Fast eine deutsche Geschichte

Maigret durfte sich wirklich fragen, ob dieser Mord in Frankreich passiert. Einen Einfluss darauf, ob er den Fall bearbeiten musste, hätte es nicht gehabt. Schließlich befand sich der ermordete Otto Braun nun auf französischem Staatsgebiet und auch die Tatverdächtigen hatte er allesamt beieinander. Da konnte er keine Verantwortung, keine Ermittlungsarbeit abschieben – weder nach Belgien noch nach Deutschland.

In Paris dürften gewisse Leute aufgeregt gewesen sein, schließlich wurden in Jeumont – einem kleinen Städtchen zur belgischen Grenze – Staatsbürger unterschiedlichster Staaten festgehalten. Und – der Name besagt es schon – Otto Braun war ebenfalls kein Franzose. Querelen mit verschiedenen Botschaftern könnten die Folge sein.

Aber sollten die in Paris doch froh sein, denn schließlich war der Neffe Maigrets – Paul Vinchon – so clever gewesen und hatte seinen Onkel um Hilfe gebeten. Besser, der Fall lag in erfahrenen Händen als in denen eines Neulings. 

Die Umstände

Die Geschichte ist ein guter Beweis dafür, dass im Ausland aufmerksam registriert wurde, was sich in Deutschland abspielte. Entstanden ist die Story vor den Novemberprogromen des Jahres 1938. Aber es gab genug Indizien dafür, dass es für die Juden unter den Nationalsozialisten nicht besser werden würde. 

Die Deutschen jüdischen Glaubens waren Bürger zweiter Klasse geworden. Simenon illustriert das mit einer Bemerkung von Lena Leibach, einer Österreicherin, die meinte:

In Deutschland ist es Israeliten untersagt, einer Arierin den Hof zu machen ...

Die Geschichte entstand im Juli 1938, der sogenannte Anschluss Österreichs war ein paar Monate zuvor erfolgt. Die »Arierin« Leibach hatte diese Regeln aber offenbar schon verinnerlicht.

Der Hintergrund der Geschichte: Der Jude Otto Braun setzte sich ins Ausland ab und versuchte von seinem Vermögen zu retten, was zu retten war. Bei diesem Versuch wurde er ermordet.

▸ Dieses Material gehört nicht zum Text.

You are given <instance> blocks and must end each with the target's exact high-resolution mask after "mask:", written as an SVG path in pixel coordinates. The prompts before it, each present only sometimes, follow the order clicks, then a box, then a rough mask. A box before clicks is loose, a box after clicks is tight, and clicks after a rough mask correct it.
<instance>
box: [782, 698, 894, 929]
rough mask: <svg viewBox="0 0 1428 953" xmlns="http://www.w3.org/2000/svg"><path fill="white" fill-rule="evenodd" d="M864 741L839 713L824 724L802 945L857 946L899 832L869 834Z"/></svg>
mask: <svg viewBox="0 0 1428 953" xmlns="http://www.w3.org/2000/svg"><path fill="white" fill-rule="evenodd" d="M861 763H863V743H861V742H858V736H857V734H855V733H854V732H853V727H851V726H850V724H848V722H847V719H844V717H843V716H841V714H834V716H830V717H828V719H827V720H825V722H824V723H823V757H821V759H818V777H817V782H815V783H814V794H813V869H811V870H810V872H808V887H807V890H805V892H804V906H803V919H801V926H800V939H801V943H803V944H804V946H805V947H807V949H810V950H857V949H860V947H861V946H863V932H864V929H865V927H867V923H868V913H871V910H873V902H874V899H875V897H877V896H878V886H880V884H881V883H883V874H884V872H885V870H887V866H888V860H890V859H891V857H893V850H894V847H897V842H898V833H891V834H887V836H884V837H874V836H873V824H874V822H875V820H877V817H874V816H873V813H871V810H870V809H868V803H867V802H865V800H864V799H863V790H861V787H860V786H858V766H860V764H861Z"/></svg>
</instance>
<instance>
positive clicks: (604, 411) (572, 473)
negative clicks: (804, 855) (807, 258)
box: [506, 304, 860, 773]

Abgesehen vom Geschichtlichen, gibt es keine andere Story Simenons, in der so viele Deutsche auftauchen und die verschiedensten deutschen Städte auftauchen. Ich würde nicht soweit gehen, zu sagen, dass die Handlung in den genannten Städten spielt – es handelt sich mehr um Erwähnungen, Stadt-Statisten wenn man so will. Immerhin vier Großstädte haben es geschafft, erwähnt zu werden – was ein Rekord sein dürfte.

Der Zug

Der Zug startete in Berlin und hatte zwei Kurswagen aus Warschau. In der polnischen Hauptstadt war eine Passagierin zugestiegen, die aus Vilnius kam. In der deutschen Übersetzung wurde sie Madame Irvič genannt, im französischen Original nannte Simenon die Dame »Irvitch«. Sie war Jüdin und die Ehefrau eines Pelzgroßhändlers. Ihr Reisegefährte für die erste Etappe bis nach Berlin war ein Franzose namens Adolphe Bonvoisin, der als Angestellter eine Filiale in Lwow besucht hatte (hierzulande als Lemberg bekannt). 

In Berlin stiegen sowohl Otto Braun zu, sowie Thomas Hauke und die schon erwähnte Lena Leibach. Herr Braun war ein angesehener Bankier gewesen, die beiden anderen Genannten fischten in eher trüben Gewässern. Der Hamburger Hauke war zwar auch in Berlin zugestiegen, wechselte jedoch erst in Köln in das Abteil. In der Domstadt stieg auch der über jeden Verdacht erhabene Dr. Gellhorn hinzu.

Das war die Reisegruppe, mit der sich sowohl Maigrets Neffe auseinanderzusetzen hatte, nachdem er den Toten in dem Abteil entdeckt hatte.

Kurz und knackig

Interessant dürfte die Story sein, weil wir damit einen literarischen, belgisch-französischen Blick auf die Dinge bekommen, die sich in Deutschland abspielten. Die Jeumont-Angelegenheit gehört zu den Kurzgeschichten Simenons, die sich zwischendurch Lesen lässt. 

Der Plot ist interessant angelegt, allerdings hat man zum Ende das Gefühl, dass sich nicht nur Maigret verabschiedete und seinen Neffen den Rest der Arbeit erledigen ließ. Auch Simenon machte einen schlanken Fuß und beendete die Angelegenheit flott. Wie der Mord ablief, das wird dem Leser noch präsentiert. Den Rest des Komplotts darf er sich in seiner Fantasie erarbeiten.